Author SHA1 Message Date
Aleksey Midenkov
93c8252f02 MDEV-25292 Atomic CREATE OR REPLACE TABLE
Atomic CREATE OR REPLACE allows to keep an old table intact if the
command fails or during the crash. That is done through creating
a table with a temporary name and filling it with the data
(for CREATE OR REPLACE .. SELECT), then renaming the original table
to another temporary (backup) name and renaming the replacement table
to original table. The backup table is kept until the last chance of
failure and if that happens, the replacement table is thrown off and
backup recovered. When the command is complete and logged the backup
table is deleted.

Atomic replace algorithm

  Two DDL chains are used for CREATE OR REPLACE:
  ddl_log_state_create (C) and ddl_log_state_rm (D).

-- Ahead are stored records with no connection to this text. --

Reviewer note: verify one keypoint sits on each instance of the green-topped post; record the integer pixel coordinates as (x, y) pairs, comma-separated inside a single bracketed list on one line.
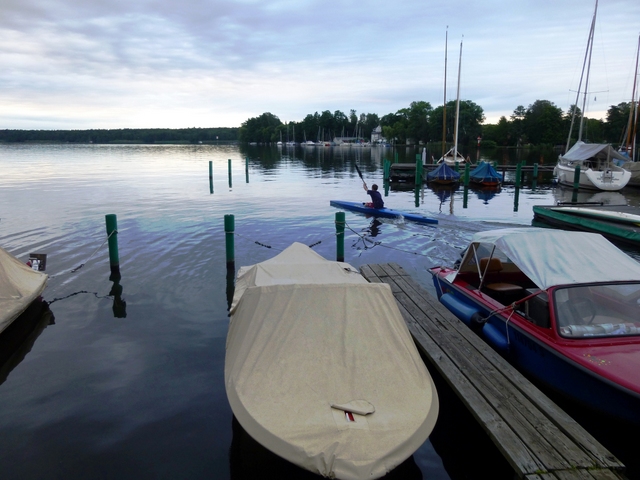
[(340, 223), (112, 234), (210, 176), (229, 229)]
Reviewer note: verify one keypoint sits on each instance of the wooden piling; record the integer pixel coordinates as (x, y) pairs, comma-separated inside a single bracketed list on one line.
[(229, 229), (112, 233), (340, 223)]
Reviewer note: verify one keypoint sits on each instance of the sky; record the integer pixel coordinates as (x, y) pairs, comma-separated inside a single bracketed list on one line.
[(80, 64)]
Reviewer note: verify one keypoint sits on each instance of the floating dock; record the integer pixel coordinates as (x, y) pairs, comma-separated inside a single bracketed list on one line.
[(406, 172), (535, 436), (616, 222)]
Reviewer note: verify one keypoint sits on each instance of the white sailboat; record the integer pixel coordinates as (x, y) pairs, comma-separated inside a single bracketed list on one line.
[(453, 156), (596, 161)]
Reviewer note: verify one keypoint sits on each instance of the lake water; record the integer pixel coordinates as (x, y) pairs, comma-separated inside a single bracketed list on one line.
[(128, 381)]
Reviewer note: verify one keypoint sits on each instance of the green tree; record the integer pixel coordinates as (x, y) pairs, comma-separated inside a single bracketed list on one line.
[(260, 129), (543, 123)]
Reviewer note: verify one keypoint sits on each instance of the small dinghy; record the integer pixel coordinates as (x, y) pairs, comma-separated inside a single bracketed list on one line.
[(321, 369), (19, 287)]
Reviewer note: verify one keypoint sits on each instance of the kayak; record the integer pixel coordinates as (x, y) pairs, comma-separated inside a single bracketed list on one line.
[(382, 212)]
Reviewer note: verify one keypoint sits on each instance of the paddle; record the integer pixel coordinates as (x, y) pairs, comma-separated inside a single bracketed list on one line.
[(360, 173)]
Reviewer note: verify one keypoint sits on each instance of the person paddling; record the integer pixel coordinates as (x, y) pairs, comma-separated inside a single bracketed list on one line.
[(376, 198)]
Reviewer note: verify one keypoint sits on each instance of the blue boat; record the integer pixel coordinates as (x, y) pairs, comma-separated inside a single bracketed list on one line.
[(443, 175), (570, 321), (485, 174), (382, 212)]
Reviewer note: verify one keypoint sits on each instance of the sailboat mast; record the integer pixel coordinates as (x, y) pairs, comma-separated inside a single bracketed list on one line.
[(444, 104), (587, 57), (586, 83), (455, 132), (632, 125)]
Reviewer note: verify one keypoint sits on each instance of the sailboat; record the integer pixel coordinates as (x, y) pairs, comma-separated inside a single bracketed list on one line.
[(628, 147), (596, 160), (453, 156)]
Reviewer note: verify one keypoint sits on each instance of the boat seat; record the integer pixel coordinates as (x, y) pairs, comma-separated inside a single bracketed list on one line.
[(494, 265)]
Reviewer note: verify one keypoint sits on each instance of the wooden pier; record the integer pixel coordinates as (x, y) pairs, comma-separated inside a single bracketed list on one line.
[(536, 437), (405, 172)]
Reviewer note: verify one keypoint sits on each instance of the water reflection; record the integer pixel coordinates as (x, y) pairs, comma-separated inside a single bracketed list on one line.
[(17, 340)]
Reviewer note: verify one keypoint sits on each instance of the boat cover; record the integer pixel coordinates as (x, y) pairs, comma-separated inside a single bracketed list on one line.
[(443, 172), (584, 151), (303, 350), (556, 257), (19, 286), (485, 173)]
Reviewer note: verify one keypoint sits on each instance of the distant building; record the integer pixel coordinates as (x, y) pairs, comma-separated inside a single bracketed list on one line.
[(376, 135)]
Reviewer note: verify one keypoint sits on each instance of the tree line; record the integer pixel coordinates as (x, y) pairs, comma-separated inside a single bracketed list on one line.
[(541, 123), (124, 135)]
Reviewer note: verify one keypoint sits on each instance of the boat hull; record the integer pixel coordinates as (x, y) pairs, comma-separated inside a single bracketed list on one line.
[(382, 212), (607, 180), (538, 359)]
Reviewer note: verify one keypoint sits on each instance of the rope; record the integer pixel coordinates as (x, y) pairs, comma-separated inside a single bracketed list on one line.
[(78, 293), (73, 270), (281, 249)]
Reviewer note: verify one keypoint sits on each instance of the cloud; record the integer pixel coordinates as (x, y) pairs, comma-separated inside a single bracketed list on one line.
[(164, 63)]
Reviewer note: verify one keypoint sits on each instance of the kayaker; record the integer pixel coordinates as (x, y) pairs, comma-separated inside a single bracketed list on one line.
[(376, 198)]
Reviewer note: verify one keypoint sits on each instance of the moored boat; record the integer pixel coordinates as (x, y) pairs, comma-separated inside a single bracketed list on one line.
[(382, 212), (443, 174), (562, 306), (596, 162), (485, 175), (597, 168), (20, 286), (321, 369)]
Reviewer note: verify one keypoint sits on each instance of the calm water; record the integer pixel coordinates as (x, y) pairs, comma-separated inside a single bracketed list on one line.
[(131, 385)]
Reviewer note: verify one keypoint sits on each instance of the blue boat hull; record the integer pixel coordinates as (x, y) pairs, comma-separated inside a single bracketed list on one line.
[(382, 212), (540, 362)]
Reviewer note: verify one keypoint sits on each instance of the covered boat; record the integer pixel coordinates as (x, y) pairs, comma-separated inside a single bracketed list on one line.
[(443, 174), (598, 170), (19, 287), (562, 306), (321, 369), (484, 174)]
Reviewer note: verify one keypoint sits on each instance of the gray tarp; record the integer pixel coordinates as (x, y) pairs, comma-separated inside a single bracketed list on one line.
[(19, 286), (556, 257), (584, 151), (301, 354)]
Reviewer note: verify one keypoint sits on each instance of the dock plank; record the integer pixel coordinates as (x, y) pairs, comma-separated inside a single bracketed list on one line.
[(537, 438)]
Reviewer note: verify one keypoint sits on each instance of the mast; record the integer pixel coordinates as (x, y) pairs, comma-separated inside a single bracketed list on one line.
[(632, 125), (587, 61), (455, 132), (444, 104)]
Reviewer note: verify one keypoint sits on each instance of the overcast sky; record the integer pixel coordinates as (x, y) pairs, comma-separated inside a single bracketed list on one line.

  1. (C) Log CREATE_TABLE_ACTION of TMP table (drops TMP table);
  2. Create new table as TMP;
  3. Do everything with TMP (like insert data);

  finalize_atomic_replace():
  4. Link chains: (D) is executed only if (C) is closed;
  5. (D) Log DROP_ACTION of BACKUP;
  6. (C) Log RENAME_TABLE_ACTION from ORIG to BACKUP (replays BACKUP -> ORIG);
  7. Rename ORIG to BACKUP;
  8. (C) Log CREATE_TABLE_ACTION of ORIG (drops ORIG);
  9. Rename TMP to ORIG;

  finalize_ddl() in case of success:
  10. Close (C);
  11. Replay (D): BACKUP is dropped.

  finalize_ddl() in case of error:
  10. Close (D);
  11. Replay (C):
    1) ORIG is dropped (only after finalize_atomic_replace());
    2) BACKUP renamed to ORIG (only after finalize_atomic_replace());
    3) drop TMP.

  If crash happens (C) or (D) is replayed in reverse order. (C) is
  replayed if crash happens before it is closed, otherwise (D) is
  replayed.

Temporary table for CREATE OR REPLACE

  Before dropping "old" table, CREATE OR REPLACE creates "tmp" table.
  ddl_log_state_create holds the drop of the "tmp" table.  When
  everything is OK (data is inserted, "tmp" is ready) ddl_log_state_rm
  is written to replace "old" with "tmp". Until ddl_log_state_create
  is closed ddl_log_state_rm is not executed.

  After the binlogging is done ddl_log_state_create is closed. At that
  point ddl_log_state_rm is executed and "tmp" is replaced with
  "old". That is: final rename is done by the DDL log.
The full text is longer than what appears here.